Their symbolic presence — Shiva, the eternal ascetic, and Parvati, the nurturing mother — seemed to mirror the festival’s essence: a harmony of austerity and devotion, nature and nurture. Together, they offered water from small brass pots to the Sun, as women in vibrant saris bowed in reverence, ending their 36-hour nirjala (waterless) fast.
The final morning of Chhath Puja, celebrated across Varanasi, Lucknow, Gorakhpur, Prayagraj, Ayodhya, and Jaunpur, unfolded in an atmosphere of reverence and resilience. Despite a light morning drizzle in Lucknow and Gorakhpur, women continued their prayers undeterred, drenched yet unwavering, their eyes fixed eastward waiting for the first rays of the Sun.
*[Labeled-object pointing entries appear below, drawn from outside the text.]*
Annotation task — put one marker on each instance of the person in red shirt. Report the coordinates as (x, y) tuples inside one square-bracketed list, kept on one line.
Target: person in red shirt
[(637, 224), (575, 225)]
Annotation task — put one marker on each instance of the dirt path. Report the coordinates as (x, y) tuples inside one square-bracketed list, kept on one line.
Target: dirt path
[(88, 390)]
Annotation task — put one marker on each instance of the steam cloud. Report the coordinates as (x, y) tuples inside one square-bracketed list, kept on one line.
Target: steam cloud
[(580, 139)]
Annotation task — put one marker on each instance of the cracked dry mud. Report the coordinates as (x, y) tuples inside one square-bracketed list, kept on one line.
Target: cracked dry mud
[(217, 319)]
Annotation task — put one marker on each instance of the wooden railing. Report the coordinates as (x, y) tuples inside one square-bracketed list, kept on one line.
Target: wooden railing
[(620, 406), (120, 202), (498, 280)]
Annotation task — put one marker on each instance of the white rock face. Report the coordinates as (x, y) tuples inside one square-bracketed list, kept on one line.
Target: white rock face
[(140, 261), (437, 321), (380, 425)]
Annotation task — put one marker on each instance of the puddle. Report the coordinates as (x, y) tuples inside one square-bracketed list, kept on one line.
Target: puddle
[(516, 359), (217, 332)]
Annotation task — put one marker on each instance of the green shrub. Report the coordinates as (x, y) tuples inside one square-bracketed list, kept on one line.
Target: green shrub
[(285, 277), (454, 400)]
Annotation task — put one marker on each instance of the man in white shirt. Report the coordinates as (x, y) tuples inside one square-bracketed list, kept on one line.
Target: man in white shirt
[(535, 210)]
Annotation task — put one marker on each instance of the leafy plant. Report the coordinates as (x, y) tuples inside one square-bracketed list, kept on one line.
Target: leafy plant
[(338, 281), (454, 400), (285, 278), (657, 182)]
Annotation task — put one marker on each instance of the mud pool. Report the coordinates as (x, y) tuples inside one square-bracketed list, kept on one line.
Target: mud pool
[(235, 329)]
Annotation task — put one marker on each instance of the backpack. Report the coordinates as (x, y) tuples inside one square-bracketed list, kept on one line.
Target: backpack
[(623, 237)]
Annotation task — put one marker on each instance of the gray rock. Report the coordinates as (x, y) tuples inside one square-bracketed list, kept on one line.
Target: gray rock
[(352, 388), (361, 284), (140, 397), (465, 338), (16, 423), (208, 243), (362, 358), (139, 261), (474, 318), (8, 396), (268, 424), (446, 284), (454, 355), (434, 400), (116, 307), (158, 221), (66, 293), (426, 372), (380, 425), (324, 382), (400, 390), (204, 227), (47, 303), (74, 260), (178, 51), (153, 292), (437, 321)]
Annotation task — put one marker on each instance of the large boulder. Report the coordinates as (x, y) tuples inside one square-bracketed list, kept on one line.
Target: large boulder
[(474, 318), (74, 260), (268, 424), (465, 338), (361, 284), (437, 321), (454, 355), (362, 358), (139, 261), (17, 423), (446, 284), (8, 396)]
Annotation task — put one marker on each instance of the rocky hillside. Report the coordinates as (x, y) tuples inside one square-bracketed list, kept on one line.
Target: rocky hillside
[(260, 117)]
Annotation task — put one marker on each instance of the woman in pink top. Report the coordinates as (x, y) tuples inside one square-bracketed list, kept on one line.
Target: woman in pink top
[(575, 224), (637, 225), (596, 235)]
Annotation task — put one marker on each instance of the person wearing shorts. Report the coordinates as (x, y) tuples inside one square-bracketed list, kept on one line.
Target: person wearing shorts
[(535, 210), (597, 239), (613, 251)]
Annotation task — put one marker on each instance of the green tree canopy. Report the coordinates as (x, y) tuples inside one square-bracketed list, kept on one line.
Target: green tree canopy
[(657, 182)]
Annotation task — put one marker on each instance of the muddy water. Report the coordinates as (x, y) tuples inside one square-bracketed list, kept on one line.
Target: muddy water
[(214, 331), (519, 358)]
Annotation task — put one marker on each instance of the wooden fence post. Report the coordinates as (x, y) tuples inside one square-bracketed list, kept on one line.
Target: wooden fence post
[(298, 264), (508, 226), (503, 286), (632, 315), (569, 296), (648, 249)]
In Varanasi, more than 3,00,000 devotees gathered across the city’s 88 ghats, from Assi to Dashashwamedh. Chhath songs — sung in melodious Bhojpuri and Maithili — echoed through the dawn, blending devotion with nostalgia.
At Assi Ghat, foreign tourists stood captivated, photographing the spiritual spectacle — women holding soops of fruits and sugarcane, men lighting diyas, and the sacred riverside shimmering in orange hues as the first light pierced the clouds.
In Ayodhya, groups of devotees arrived beating drums and cymbals, transforming the ghats into scenes of celebration. In Prayagraj, women broke into impromptu dances after the ritual, celebrating the moment as much as the faith behind it.
For many, the image of “Shiva and Parvati” offering Arghya summed up the festival’s enduring magic. “It felt like watching the gods themselves bless the sunrise,” said Sushila Devi, a devotee from Bhadohi, who had travelled to Varanasi for her fifth Chhath. “The rain, the crowd — nothing mattered in that moment.”
As the morning light spread across the Ganga, devotees concluded their prayers by breaking their fasts — sipping water and eating thekua, a sweet made from jaggery and wheat flour. The four-day Mahaparv that began with Nahay-Khay ended in serenity, its rituals connecting ancient mythology, rural simplicity, and modern devotion.